Zu Recht habe die Markenstelle eine Verwechslungsgefahr wegen des übereinstimmenden Zeichenbestandteils „Smile“ bejaht, da dem Bestandteil „Company“
als Hinweis auf eine Gesellschaft keine Kennzeichnungskraft zukomme. Für ein
Verständnis dieses Begriffs in dem von der Inhaberin der angegriffenen Marke in
der Beschwerdebegründung benannten Sinne bestehe keine Grundlage.
Wegen der Einzelheiten wird auf den Inhalt der Akten Bezug genommen.
II.
Die zulässige Beschwerde hat in der Sache keinen Erfolg, da auch nach Auffassung des Senats zwischen beiden Marken keine Verwechslungsgefahr im Sinne
von § 9 Abs. 1 Nr. 2 MarkenG besteht.
1. Die Kennzeichnungskraft einer Widerspruchsmarke ist als durchschnittlich
einzustufen. Der Begriff „SMILE“ weist in seiner Bedeutung „das Lächeln“ bzw.
„lächeln“ (vgl. DUDEN, Oxford Großwörterbuch, 3. Aufl. S. 1553) keinen hinreichend beschreibenden Anklang in Bezug auf die für die Widerspruchsmarke eingetragenen und seitens der angegriffenen Marke beanspruchten Waren und
Dienstleistungen auf. „SMILE“ bezeichnet keine Merkmale der einschlägigen Waren und Dienstleistungen. Soweit mit dem Begriff allgemein positive Assoziationen
allgemeiner Art verbunden sein können, sind diese in Bezug auf die hier maßgeblichen Waren und Dienstleistungen zu vage und unbestimmt, als dass sie einem
Verständnis der Widerspruchsmarke als individualisierender Herkunftshinweis
entgegenwirken und deren Kennzeichnungskraft in einem entscheidungserheblichem Umfang schwächen könnten.

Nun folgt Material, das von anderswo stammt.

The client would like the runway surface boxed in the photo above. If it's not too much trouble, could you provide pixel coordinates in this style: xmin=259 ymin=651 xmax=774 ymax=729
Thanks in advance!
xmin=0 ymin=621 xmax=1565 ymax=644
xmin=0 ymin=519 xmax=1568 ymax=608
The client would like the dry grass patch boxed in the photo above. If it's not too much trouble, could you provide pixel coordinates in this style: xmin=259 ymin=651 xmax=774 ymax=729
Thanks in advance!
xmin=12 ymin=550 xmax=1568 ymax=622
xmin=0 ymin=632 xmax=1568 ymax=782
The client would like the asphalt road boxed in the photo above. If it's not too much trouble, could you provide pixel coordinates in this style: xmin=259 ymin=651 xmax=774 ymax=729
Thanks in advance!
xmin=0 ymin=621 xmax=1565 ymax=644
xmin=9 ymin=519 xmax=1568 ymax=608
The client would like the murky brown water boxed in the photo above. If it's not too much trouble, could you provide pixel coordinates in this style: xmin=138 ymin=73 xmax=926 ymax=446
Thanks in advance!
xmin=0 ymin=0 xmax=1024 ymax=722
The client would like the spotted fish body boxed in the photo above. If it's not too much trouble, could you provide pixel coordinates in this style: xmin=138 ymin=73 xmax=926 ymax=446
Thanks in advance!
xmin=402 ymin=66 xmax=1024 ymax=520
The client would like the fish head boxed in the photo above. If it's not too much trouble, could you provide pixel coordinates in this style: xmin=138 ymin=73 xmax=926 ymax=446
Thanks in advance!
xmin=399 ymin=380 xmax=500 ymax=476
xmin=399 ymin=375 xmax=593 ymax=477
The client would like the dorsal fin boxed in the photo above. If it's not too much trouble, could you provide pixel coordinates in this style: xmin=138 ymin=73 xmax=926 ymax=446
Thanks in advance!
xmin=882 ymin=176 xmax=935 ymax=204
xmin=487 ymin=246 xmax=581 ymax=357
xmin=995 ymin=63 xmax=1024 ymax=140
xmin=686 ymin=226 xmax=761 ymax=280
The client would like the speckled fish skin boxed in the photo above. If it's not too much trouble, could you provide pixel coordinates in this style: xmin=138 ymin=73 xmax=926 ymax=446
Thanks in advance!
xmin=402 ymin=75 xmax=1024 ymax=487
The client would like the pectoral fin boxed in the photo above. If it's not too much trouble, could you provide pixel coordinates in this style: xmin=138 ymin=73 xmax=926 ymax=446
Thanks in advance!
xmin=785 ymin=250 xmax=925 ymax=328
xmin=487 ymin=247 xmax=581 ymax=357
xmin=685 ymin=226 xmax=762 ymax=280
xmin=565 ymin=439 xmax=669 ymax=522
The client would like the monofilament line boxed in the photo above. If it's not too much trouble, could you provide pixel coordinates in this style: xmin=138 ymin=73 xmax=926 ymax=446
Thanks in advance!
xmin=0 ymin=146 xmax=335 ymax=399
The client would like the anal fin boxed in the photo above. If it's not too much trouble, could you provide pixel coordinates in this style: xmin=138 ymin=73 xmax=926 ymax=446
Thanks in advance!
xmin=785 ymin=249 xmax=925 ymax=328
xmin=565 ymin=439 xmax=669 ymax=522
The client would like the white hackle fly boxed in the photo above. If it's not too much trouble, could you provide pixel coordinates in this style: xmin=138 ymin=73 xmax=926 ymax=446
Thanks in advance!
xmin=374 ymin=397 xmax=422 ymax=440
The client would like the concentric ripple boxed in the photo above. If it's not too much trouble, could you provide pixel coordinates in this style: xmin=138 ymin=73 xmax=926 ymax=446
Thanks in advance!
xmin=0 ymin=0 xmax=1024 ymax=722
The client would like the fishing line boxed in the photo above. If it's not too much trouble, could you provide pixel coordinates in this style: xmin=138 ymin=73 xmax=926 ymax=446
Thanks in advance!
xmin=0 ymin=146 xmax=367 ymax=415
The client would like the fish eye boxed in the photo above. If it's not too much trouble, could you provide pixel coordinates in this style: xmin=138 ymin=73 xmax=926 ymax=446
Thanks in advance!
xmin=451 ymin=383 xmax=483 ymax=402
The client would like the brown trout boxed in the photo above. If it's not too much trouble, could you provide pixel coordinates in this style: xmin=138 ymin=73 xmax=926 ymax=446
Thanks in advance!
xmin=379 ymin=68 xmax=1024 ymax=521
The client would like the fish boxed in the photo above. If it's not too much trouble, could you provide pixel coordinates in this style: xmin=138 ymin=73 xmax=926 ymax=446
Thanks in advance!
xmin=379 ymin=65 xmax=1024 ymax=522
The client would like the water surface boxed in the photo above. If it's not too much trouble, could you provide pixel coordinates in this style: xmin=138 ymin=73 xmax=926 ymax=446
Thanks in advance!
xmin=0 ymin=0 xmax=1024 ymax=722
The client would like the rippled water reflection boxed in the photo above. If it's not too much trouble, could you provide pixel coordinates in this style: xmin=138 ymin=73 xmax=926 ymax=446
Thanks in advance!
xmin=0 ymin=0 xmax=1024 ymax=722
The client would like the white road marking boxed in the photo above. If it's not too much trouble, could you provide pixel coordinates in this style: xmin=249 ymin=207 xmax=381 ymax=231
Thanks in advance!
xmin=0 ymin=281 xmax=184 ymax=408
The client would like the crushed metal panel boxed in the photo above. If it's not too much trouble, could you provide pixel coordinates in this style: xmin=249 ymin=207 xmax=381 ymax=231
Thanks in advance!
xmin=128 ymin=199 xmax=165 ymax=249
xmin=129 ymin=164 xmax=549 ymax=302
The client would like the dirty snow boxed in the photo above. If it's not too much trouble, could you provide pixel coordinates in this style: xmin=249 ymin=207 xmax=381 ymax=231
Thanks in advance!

2. Mangels Erhebung einer Benutzungseinrede ist bei der Beurteilung der Waren- und Dienstleistungsähnlichkeit von der Registerlage, d. h von den für die beiden Marken eingetragenen Waren- und Dienstleistungs(ober-)begriffen auszugehen, wobei grundsätzlich eine objektive und generalisierende Betrachtungsweise
angezeigt ist (vgl. Ströbele/Hacker, Markengesetz, 8. Aufl., § 9 Rdnr. 63). Keine
Bedeutung hat hingegen, auf welchen tatsächlichen Geschäftsfeldern die Inhaber
der Marken tätig sind oder für welche konkreten Waren oder Dienstleistungen die
beiden Zeichen benutzt werden bzw. werden sollen.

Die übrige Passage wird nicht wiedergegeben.